The details of these experiments are described under Examples and in FIG. 3.

In order to assess the efficiency of removal of infectious agents, Pseudomonas maltophilia was used as a model of Gram.sup.- bacteria. Floxin/Acticlean Etox (1.5 ml) was able to remove between 20 and 60% of bacteria from plasma (Example 11).

Another aspect of the present invention is a resin comprising two components: (1) a first component comprising a polymeric support with a multiplicity of ligands comprising a C.sub.10 -C.sub.24 alkylamino group, the ligands specifically binding endotoxin; and (2) a second component comprising a halogenated quinolone moiety immobilized on an amino-group-containing solid support by the formation of an amide linkage, the first component and the second component being present in the resin at a ratio of from about 20:80 (v/v) to about 80:20 (v/v). Particularly preferred resins are those described above in terms of the method.

Yet another aspect of the present invention is a cartridge for removal of pyrogens comprising:

(1) a housing for holding a resin, the housing having first and second ends;

(2) a resin according to the present invention as described above;

(3) an inlet attached to the first end of the housing for allowing a biological fluid selected from the group consisting of blood and plasma to flow into the housing; and

(4) an outlet attached to the second end of the housing for allowing the biological fluid from which pyrogens have been removed to flow out of the housing.

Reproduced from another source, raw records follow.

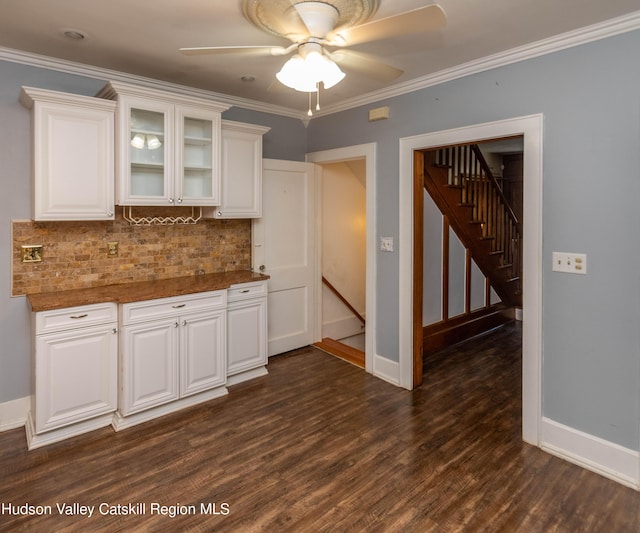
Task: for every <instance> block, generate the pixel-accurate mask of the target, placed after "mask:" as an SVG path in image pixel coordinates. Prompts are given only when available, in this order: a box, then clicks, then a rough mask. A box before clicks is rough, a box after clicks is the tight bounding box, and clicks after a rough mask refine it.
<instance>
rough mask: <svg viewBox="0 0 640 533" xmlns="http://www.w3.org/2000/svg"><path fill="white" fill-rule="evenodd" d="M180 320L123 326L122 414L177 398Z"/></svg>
mask: <svg viewBox="0 0 640 533" xmlns="http://www.w3.org/2000/svg"><path fill="white" fill-rule="evenodd" d="M177 324H178V323H177V322H176V320H165V321H161V322H154V323H151V324H140V325H136V326H126V327H125V328H123V329H122V336H123V343H122V350H121V358H122V369H121V376H122V395H121V398H120V405H119V409H120V412H121V413H122V414H123V415H127V414H131V413H135V412H138V411H142V410H144V409H148V408H150V407H154V406H156V405H161V404H164V403H167V402H170V401H172V400H176V399H177V398H178V325H177Z"/></svg>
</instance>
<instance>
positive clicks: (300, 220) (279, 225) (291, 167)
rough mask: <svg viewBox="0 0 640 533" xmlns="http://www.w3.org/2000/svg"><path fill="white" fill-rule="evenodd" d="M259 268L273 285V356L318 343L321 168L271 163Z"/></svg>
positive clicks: (254, 253)
mask: <svg viewBox="0 0 640 533" xmlns="http://www.w3.org/2000/svg"><path fill="white" fill-rule="evenodd" d="M262 180H263V181H262V218H260V219H254V221H253V232H252V235H253V268H254V270H256V271H262V272H264V273H265V274H268V275H269V276H271V278H270V279H269V281H268V296H267V308H268V311H267V312H268V345H269V348H268V354H269V356H271V355H276V354H279V353H282V352H286V351H288V350H294V349H295V348H300V347H301V346H307V345H309V344H311V343H312V342H314V324H315V309H316V305H315V295H316V286H315V281H316V277H317V276H316V275H315V274H316V273H315V226H314V225H315V196H314V194H315V165H313V164H312V163H302V162H297V161H280V160H275V159H265V160H264V161H263V169H262Z"/></svg>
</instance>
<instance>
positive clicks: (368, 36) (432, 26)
mask: <svg viewBox="0 0 640 533" xmlns="http://www.w3.org/2000/svg"><path fill="white" fill-rule="evenodd" d="M446 25H447V16H446V14H445V12H444V10H443V9H442V8H441V7H440V6H439V5H438V4H431V5H428V6H425V7H421V8H418V9H414V10H413V11H407V12H405V13H400V14H398V15H393V16H390V17H386V18H383V19H380V20H374V21H372V22H368V23H366V24H362V25H360V26H355V27H353V28H347V29H345V30H342V31H340V30H338V31H337V32H335V34H332V35H330V36H329V40H330V41H331V44H332V45H334V44H335V45H340V41H343V44H342V46H344V45H347V46H350V45H353V44H359V43H364V42H369V41H379V40H382V39H387V38H389V37H399V36H402V35H411V34H414V33H420V32H427V31H432V30H438V29H441V28H444V27H445V26H446Z"/></svg>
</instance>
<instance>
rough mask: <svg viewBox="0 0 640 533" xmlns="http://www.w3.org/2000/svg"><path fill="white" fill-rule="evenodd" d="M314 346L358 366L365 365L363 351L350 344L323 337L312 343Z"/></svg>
mask: <svg viewBox="0 0 640 533" xmlns="http://www.w3.org/2000/svg"><path fill="white" fill-rule="evenodd" d="M314 346H315V347H316V348H319V349H320V350H322V351H323V352H327V353H329V354H331V355H334V356H336V357H339V358H340V359H343V360H345V361H347V362H349V363H351V364H354V365H356V366H359V367H360V368H364V366H365V362H364V352H362V351H361V350H358V349H357V348H353V347H352V346H348V345H346V344H342V343H341V342H340V341H336V340H334V339H330V338H328V337H325V338H323V339H322V341H321V342H316V343H314Z"/></svg>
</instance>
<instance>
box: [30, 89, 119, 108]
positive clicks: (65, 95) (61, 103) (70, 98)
mask: <svg viewBox="0 0 640 533" xmlns="http://www.w3.org/2000/svg"><path fill="white" fill-rule="evenodd" d="M36 102H47V103H55V104H68V105H73V106H76V107H78V106H80V107H90V108H92V109H96V108H98V109H104V110H106V111H113V110H114V109H115V107H116V103H115V102H112V101H109V100H103V99H101V98H95V97H93V96H84V95H80V94H71V93H62V92H59V91H50V90H48V89H38V88H36V87H22V89H21V90H20V103H21V104H22V105H23V106H24V107H26V108H27V109H33V106H34V104H35V103H36Z"/></svg>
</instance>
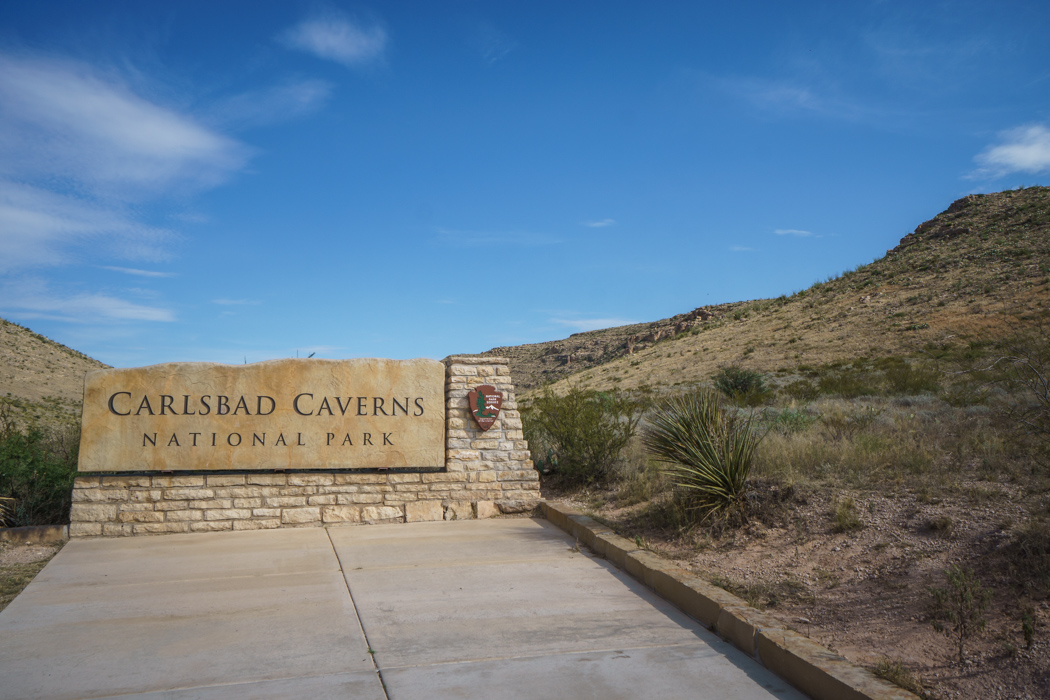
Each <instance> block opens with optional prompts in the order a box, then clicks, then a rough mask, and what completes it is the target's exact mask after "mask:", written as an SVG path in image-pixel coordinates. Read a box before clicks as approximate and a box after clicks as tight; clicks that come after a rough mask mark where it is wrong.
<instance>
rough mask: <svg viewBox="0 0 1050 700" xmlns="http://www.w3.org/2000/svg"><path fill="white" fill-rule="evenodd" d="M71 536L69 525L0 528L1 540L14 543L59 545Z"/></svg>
mask: <svg viewBox="0 0 1050 700" xmlns="http://www.w3.org/2000/svg"><path fill="white" fill-rule="evenodd" d="M68 538H69V526H68V525H33V526H29V527H25V528H3V529H0V542H7V543H10V544H12V545H57V544H59V543H60V542H65V540H67V539H68Z"/></svg>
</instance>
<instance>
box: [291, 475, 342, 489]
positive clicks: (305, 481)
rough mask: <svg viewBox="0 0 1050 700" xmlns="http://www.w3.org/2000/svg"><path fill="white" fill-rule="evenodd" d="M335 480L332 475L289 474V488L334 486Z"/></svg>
mask: <svg viewBox="0 0 1050 700" xmlns="http://www.w3.org/2000/svg"><path fill="white" fill-rule="evenodd" d="M334 483H335V478H334V476H333V475H332V474H289V475H288V485H289V486H325V485H328V484H334Z"/></svg>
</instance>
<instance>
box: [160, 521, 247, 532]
mask: <svg viewBox="0 0 1050 700" xmlns="http://www.w3.org/2000/svg"><path fill="white" fill-rule="evenodd" d="M246 522H247V521H246ZM165 525H171V524H170V523H166V524H165ZM186 525H189V526H190V531H191V532H222V531H224V530H232V529H233V521H203V522H201V523H186Z"/></svg>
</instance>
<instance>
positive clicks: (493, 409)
mask: <svg viewBox="0 0 1050 700" xmlns="http://www.w3.org/2000/svg"><path fill="white" fill-rule="evenodd" d="M466 401H467V405H468V406H470V413H471V415H472V416H474V420H475V422H477V423H478V427H479V428H481V429H482V430H487V429H488V428H490V427H492V425H493V424H495V423H496V419H497V418H499V417H500V407H501V406H502V405H503V395H502V394H500V390H499V389H498V388H496V387H495V386H492V385H491V384H482V385H481V386H478V387H475V388H472V389H470V391H468V393H467V395H466Z"/></svg>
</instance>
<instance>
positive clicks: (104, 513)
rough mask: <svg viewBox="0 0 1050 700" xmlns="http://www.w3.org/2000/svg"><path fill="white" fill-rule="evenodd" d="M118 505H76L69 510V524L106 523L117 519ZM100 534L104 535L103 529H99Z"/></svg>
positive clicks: (71, 507) (105, 504) (89, 504)
mask: <svg viewBox="0 0 1050 700" xmlns="http://www.w3.org/2000/svg"><path fill="white" fill-rule="evenodd" d="M118 507H119V506H118V505H117V504H116V503H113V504H108V503H75V504H72V507H71V508H70V509H69V522H70V523H104V522H106V521H110V522H111V521H116V519H117V509H118ZM98 534H102V528H101V527H100V528H99V532H98Z"/></svg>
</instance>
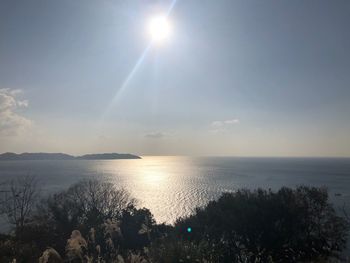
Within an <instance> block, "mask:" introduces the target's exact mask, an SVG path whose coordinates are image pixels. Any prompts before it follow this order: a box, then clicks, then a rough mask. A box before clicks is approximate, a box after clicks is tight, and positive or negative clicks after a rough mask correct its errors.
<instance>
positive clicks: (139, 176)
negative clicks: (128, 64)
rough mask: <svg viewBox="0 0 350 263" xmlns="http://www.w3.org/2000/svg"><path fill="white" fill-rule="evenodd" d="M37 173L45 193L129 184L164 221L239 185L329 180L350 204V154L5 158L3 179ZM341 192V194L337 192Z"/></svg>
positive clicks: (302, 182)
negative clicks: (102, 158) (92, 184)
mask: <svg viewBox="0 0 350 263" xmlns="http://www.w3.org/2000/svg"><path fill="white" fill-rule="evenodd" d="M23 175H35V176H36V177H37V178H38V179H39V180H40V182H41V187H42V191H43V193H44V194H49V193H53V192H56V191H59V190H61V189H65V188H67V187H68V186H70V185H71V184H73V183H75V182H77V181H79V180H81V179H89V178H96V179H98V180H107V181H109V182H112V183H114V184H115V185H116V186H118V187H124V188H126V189H127V190H128V191H129V192H130V193H131V194H132V195H133V196H134V197H135V198H137V199H138V200H139V204H140V206H145V207H147V208H149V209H150V210H151V212H152V213H153V214H154V216H155V218H156V220H157V221H158V222H168V223H172V222H174V220H175V219H176V218H177V217H179V216H184V215H188V214H189V213H191V211H192V209H193V208H194V207H196V206H199V205H204V204H206V203H207V202H208V201H209V200H212V199H215V198H217V197H218V196H219V195H220V194H221V193H222V192H227V191H234V190H236V189H238V188H242V187H244V188H250V189H254V188H257V187H263V188H266V189H267V188H271V189H278V188H280V187H281V186H296V185H301V184H303V185H312V186H326V187H327V188H328V189H329V191H330V197H331V200H332V202H334V203H335V204H336V206H337V207H340V206H343V205H344V204H345V206H346V207H347V209H348V210H349V206H350V159H313V158H312V159H311V158H307V159H301V158H300V159H299V158H232V157H198V158H194V157H173V156H172V157H168V156H167V157H160V156H146V157H143V159H140V160H103V161H100V160H99V161H86V160H74V161H2V162H0V180H1V181H4V180H8V179H11V178H14V177H17V176H23ZM336 193H337V194H338V193H339V194H341V196H335V194H336Z"/></svg>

Preferred resins are those described above.

The cartridges can be coupled in series, so that two or more cartridges can be coupled together, the outlet of one cartridge being attached to the inlet of the next. Accordingly, another aspect of the present invention is an assembly comprising a plurality of cartridges according to the present invention connected in series so that the outlet of each cartridge is connected to the inlet of the next cartridge.